Marcella is an unincorporated community in Stone County, Arkansas, United States. Marcella is located along Arkansas Highway 14, 14.5 mi east-southeast of Mountain View. Marcella has a post office with ZIP code 72555.

==History==
Marcella was called Wallace Creek back in the 1830s.
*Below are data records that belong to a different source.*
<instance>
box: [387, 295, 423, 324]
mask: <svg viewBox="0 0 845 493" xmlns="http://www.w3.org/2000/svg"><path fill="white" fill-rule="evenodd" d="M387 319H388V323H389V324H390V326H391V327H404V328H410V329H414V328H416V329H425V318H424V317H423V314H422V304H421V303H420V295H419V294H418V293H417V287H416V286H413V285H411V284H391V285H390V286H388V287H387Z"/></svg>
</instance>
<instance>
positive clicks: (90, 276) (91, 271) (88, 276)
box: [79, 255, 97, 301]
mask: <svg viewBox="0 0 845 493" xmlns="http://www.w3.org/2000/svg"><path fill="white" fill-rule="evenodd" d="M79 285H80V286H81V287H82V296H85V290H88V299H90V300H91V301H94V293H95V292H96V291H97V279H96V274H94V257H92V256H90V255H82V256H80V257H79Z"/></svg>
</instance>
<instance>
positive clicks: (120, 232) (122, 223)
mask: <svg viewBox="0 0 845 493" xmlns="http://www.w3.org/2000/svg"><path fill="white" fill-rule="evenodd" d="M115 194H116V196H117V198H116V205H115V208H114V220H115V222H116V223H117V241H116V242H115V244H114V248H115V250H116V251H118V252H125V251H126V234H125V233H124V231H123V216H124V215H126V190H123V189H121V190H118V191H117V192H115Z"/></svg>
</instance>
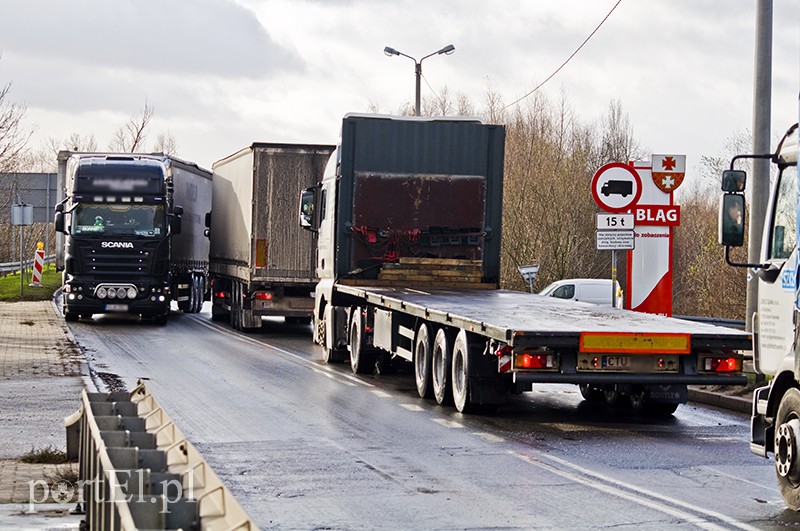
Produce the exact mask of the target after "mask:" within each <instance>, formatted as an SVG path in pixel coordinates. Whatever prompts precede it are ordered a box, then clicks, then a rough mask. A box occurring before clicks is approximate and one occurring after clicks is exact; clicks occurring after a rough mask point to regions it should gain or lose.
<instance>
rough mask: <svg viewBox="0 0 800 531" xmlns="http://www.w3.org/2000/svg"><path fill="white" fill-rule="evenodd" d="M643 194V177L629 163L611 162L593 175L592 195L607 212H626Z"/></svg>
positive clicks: (601, 207)
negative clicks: (628, 163)
mask: <svg viewBox="0 0 800 531" xmlns="http://www.w3.org/2000/svg"><path fill="white" fill-rule="evenodd" d="M641 195H642V179H641V178H640V177H639V174H638V173H637V172H636V170H634V169H633V168H631V167H630V166H629V165H627V164H623V163H621V162H609V163H608V164H606V165H605V166H603V167H602V168H600V169H599V170H597V173H595V174H594V177H592V196H594V201H595V203H597V206H599V207H600V208H602V209H603V210H605V211H606V212H626V211H628V210H630V208H631V207H632V206H633V205H635V204H636V203H637V202H638V201H639V197H641Z"/></svg>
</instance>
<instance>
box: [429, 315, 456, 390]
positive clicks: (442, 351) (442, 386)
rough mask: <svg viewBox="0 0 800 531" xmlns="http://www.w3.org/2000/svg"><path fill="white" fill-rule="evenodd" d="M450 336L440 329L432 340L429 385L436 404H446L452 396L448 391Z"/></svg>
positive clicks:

At that time Stone county was part Izard county.

Note: Izard county, Arkansas Territory was established 27 Oct 1825 from Independence county, Arkansas Territory.

Note: Arkansas Territory was established 1828 from Missouri Territory and the Cherokee Nation Tract & Reservation land.

Note: Arkansas the 25th state was established 15 June 1836 from Arkansas Territory, including Oklahoma.

Note: Baxter county, Arkansas was established 24 March 1873 from Fulton, Izard, Searcy and Marion county's, Arkansas.

Note: Stone county, Arkansas was established 21 April 1873 from Izard, Searcy, Independence and Van Buren county's, Arkansas.